The technique, called “range oversampling,” cuts radar update times in half while increasing the accuracy of the data. Researchers will be looking for subtle features that alert to the potential of severe weather and changes in the thunderstorm wind fields to better understand storm evolution.
Range oversampling was successfully installed and run in real time on the National Weather Radar Testbed (NWRT) phased array radar in the spring of 2010.
Phased array radar has a unique flat panel antenna that collects the same information as current radars, but more than five minutes faster. Range oversampling has decreased the already fast scan time by roughly a factor of two.
Forecasters participating in the 2010 Phased Array Radar Innovative Sensing Experiment (PARISE) tested the usefulness of the rapidly updating data.
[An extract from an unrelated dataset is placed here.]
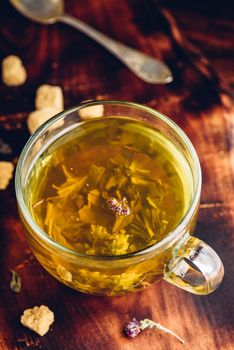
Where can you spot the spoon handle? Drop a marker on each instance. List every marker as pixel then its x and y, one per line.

Preliminary results from one case showed forecasters were able to issue a tornado warning 21 minutes before the tornado touched down. This is a significant increase over the National Weather Service’s current average 14-minute tornado warning lead time.
Range oversampling is now operational in modified scanning strategies that have become the default settings on the NWRT phased array radar.
This significant improvement in radar data processing will help pave the road for an eventual implementation on the WSR-88D radars and benefit NWS forecasters.